The experts - and many homeowners, too - say they believe that looking at your front door through dollar signs is wrongheaded from the start.

Homeowner Arden C. Hander of Meadowbrook, a retired college professor who has owned his house since 2003, is one.

"A house is a vehicle for satisfaction, not for establishing wealth," he said. "You'd better be going to live in the house you buy for a long time and put 'how much it's worth' out of your mind," he said.

That way, "should there be a drop in a selling price or worse yet, deflation, you won't be looking for a bridge or high building to jump off of," Hander said.

Janet Conradi, who teaches design at Rowan University, bought her most recent house in Pitman a year ago.

"My family has viewed real estate as a home, not as a moneymaker, and I am most comfortable with that attitude," Conradi said.

Conradi acknowledged that she had tried to buy carefully, take good care of and improve her house, "hoping that doing so would provide a positive financial result if and when it was sold."

"I never intended to make a wad of money by speculating in real estate," she said.

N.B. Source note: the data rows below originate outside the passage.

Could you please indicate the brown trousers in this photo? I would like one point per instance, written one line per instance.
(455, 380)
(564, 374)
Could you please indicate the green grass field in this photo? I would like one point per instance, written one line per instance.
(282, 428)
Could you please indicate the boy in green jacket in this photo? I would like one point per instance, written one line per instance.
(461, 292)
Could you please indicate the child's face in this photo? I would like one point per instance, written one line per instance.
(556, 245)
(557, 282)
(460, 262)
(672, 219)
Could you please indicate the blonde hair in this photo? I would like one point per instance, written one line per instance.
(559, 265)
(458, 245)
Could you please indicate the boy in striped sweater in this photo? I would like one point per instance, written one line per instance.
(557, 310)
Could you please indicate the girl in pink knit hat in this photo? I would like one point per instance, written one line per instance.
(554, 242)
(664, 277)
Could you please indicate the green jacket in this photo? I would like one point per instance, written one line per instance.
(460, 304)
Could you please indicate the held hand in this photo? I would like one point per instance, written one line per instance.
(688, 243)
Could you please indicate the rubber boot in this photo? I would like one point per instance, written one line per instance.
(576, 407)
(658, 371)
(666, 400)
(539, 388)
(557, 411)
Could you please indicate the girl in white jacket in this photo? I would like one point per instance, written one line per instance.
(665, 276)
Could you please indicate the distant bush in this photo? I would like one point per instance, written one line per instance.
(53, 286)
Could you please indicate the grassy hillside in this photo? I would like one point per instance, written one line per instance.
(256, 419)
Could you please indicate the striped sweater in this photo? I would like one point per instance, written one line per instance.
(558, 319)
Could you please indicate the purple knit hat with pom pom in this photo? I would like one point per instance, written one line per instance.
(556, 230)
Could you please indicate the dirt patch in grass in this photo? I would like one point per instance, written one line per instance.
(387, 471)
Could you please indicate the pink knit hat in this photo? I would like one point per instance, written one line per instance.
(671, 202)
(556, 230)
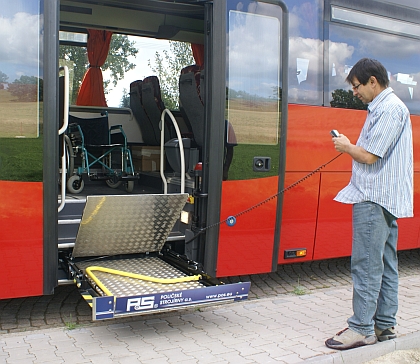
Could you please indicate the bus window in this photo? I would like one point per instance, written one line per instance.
(21, 90)
(306, 46)
(347, 44)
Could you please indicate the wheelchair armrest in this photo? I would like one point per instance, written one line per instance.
(121, 131)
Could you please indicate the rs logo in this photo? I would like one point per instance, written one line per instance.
(140, 303)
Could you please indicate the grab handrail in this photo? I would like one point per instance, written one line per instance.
(181, 150)
(61, 131)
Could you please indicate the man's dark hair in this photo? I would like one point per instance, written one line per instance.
(367, 67)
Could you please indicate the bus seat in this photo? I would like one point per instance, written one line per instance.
(153, 105)
(150, 132)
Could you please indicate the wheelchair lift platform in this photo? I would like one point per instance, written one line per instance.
(122, 267)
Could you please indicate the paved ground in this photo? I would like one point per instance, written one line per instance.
(289, 315)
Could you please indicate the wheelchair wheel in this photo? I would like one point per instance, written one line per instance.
(75, 184)
(129, 186)
(113, 183)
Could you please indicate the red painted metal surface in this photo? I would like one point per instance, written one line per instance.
(247, 247)
(21, 239)
(311, 219)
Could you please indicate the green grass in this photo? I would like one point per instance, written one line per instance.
(21, 159)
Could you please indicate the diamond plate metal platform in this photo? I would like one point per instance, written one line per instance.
(131, 224)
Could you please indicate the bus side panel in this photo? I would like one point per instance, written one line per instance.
(300, 206)
(21, 239)
(247, 247)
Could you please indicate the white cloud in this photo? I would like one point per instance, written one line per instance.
(20, 39)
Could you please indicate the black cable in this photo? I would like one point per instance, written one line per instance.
(264, 201)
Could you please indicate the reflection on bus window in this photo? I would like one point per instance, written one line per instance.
(21, 90)
(20, 73)
(348, 44)
(306, 46)
(253, 90)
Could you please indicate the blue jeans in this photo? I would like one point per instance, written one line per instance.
(374, 268)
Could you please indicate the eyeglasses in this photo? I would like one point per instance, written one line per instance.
(356, 87)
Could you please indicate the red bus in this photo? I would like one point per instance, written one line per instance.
(254, 114)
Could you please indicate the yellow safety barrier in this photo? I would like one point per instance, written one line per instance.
(89, 272)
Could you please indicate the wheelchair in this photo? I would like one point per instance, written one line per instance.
(100, 152)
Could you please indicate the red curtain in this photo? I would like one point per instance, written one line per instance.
(198, 54)
(91, 91)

Realtor Noelle Barbone said her experience "tells me that property ownership will always create wealth for people - providing they pay attention to the financial strategy they use to purchase it."

This includes making sure "they leave a little wiggle room for unforeseen expenses, and have enough money to maintain that investment," said Barbone, of Weichert Realtors in West Chester.

Given that "we have never been in this situation, it is hard to say when people will trust that homeownership is a good deal and creator of wealth," said Freddie Mac economist Amy Crews Cutts.

"On the other hand, it will depend, too, on what else is available for building wealth," she said.

Right now, Zandi said, what's available are "bonds."